Is Vic There?

The Macalope responds to The Guardian’s Victor Keegan.

UPDATE 9/14: Victor Keegan responds in comments.


Dear Victor Keegan of The Guardian:

The Macalope knows we haven’t met before, but he felt compelled to respond to your recent column entitled Every Empire Crumbles.

There are some notable errors and an overall paucity of critical thought. The Macalope knows a little about how newspapers work in the U.S., but in the UK is it common for columns to be handed out like tuppence to a busker performing “God Save The Queen” in the Covent Garden Underground station on a guitar that hasn’t been tuned since the Falklands War?
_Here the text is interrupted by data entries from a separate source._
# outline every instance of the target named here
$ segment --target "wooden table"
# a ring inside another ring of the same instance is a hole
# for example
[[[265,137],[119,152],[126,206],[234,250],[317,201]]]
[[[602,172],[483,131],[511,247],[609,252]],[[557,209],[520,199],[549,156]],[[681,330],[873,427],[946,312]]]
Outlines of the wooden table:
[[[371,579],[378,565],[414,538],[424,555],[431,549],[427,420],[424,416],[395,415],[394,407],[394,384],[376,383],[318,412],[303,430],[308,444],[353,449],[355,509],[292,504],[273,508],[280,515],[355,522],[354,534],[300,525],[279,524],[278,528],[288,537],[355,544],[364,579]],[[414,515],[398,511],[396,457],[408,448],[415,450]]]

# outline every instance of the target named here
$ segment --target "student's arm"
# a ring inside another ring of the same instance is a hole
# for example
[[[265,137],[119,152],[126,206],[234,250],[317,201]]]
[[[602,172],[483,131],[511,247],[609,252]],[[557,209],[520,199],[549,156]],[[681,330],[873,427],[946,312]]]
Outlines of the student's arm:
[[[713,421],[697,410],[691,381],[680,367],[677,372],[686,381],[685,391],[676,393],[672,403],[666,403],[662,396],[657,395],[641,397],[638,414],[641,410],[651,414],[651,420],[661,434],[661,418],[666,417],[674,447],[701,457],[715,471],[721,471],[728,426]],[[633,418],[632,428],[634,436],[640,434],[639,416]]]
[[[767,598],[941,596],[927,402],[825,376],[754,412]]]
It looks as though Steve Jobs, boss of Apple, might need a charisma download after what many people thought was a lacklustre performance – by his own high standards – at the company’s much hyped developers’ jamboree in San Francisco yesterday.

The Macalope thinks you must be confusing WWDC – which is for developers but was in August – with yesterday’s Special Event which was for members of the media. In your defense, developers are somewhat like reporters in that they’re sullen, ill-tempered and often look like they slept in their clothes.
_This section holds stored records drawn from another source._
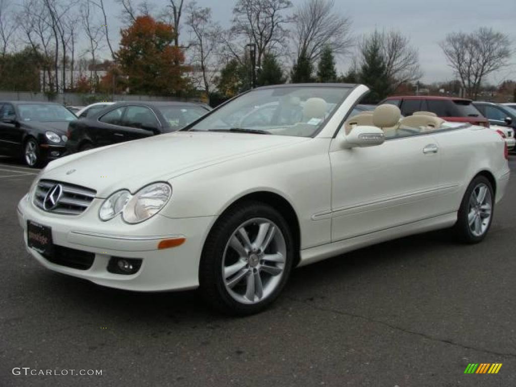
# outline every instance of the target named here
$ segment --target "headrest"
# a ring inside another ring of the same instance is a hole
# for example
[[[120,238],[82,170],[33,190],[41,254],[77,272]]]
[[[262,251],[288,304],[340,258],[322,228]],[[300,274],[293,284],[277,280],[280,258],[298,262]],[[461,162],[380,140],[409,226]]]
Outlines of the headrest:
[[[412,116],[430,116],[432,117],[437,117],[437,115],[432,113],[431,111],[414,111]]]
[[[326,101],[322,98],[309,98],[303,107],[303,115],[307,118],[324,118],[328,109]]]
[[[401,112],[394,105],[380,105],[375,109],[373,122],[378,127],[389,127],[398,124]]]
Actually, since he had hardly anything new to say, he didn’t make a bad fist off it.

It’s been a long time since the Macalope has seen Quadrophenia, so forgive him if he isn’t “hip” to your “funky lingo”. But he thinks he at least understands the first part of that and wonders what it would take for you to think Apple had announced something “new”. Jobs announced a new movie download service, new iPods across the board – including the first digital music player the size of a postage stamp – and a new set-top box that has the technology world abuzz.
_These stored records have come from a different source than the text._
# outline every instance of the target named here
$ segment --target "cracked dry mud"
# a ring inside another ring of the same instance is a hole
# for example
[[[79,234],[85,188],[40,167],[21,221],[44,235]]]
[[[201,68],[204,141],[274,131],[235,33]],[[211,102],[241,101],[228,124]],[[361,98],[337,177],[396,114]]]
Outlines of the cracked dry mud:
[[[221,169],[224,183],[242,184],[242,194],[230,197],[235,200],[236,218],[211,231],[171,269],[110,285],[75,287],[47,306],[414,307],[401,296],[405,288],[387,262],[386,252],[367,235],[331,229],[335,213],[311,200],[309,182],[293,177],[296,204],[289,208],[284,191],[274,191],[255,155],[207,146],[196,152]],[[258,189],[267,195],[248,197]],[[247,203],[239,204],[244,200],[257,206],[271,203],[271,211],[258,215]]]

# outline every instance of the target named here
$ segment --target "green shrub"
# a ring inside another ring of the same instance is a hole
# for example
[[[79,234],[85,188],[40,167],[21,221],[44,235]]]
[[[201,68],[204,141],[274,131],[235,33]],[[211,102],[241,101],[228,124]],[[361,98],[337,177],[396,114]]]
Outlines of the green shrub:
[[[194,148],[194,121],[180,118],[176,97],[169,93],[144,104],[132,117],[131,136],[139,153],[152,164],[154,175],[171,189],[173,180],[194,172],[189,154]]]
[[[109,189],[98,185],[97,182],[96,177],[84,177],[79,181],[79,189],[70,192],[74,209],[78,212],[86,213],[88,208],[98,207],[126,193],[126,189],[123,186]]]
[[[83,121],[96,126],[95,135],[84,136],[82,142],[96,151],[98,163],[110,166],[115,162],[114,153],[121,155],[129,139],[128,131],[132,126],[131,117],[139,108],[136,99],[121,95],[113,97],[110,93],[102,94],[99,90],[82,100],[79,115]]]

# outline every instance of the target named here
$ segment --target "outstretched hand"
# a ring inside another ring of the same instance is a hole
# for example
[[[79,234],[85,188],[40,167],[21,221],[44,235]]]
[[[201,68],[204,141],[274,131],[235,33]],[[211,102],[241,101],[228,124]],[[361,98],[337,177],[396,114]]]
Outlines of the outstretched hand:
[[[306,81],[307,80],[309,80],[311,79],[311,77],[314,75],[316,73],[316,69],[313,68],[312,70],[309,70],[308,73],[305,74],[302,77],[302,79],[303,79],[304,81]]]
The Macalope hates to break it to you, but he thinks Crazy Apple Rumors is just kidding about the whole sexbot thing. Here in the real world, yesterday’s announcements are pretty big.

But, Vic, Vic, Vic. Would that were the only point that causes the Macalope to think you’re just the latest in a string of columnists that attended John Dvorak’s summer program on How To Increase Your Web Traffic Through Apple Bashing.

[The iPod] simply can’t maintain the phenomenal growth of recent years (indeed sales have dropped for two successive quarters).

Mmm. Yes. It’s always shocking when people don’t buy iPods as much in the first two calendar quarters of the year as they do in the quarter that includes Christmas.

Hey, you know, maybe that’s why serious analysts always compare quarters year-over-year. Just for fun, let’s take a look at that.

Wow. Both quarters were above the same quarter from the previous year, the first calendar quarter by 60% and the second by 32%.

If you’re looking to pass yourself off as a serious analyst, Vic, the Macalope suggests you might criticize the decline in sales growth quarter over quarter, but even then it’s hard to knock a company for failing to sustain 60% growth.

And, Vic, buddy, it just gets worse from there.

Leaving aside the question of why we need an extra intermediary to get films to our television sets…

Hey, if you want to drag your tower over to your TV every time you want to watch a downloaded movie, be the Macalope’s guest.

…the mere fact that he announced it at all, was a sign of weakness. It was done to prevent people buying a rival device from Microsoft. Or whoever.

Who sells a comparable device that works with a movie download service out of the box with a minimum of configuration (this is Apple we’re talking about, remember)?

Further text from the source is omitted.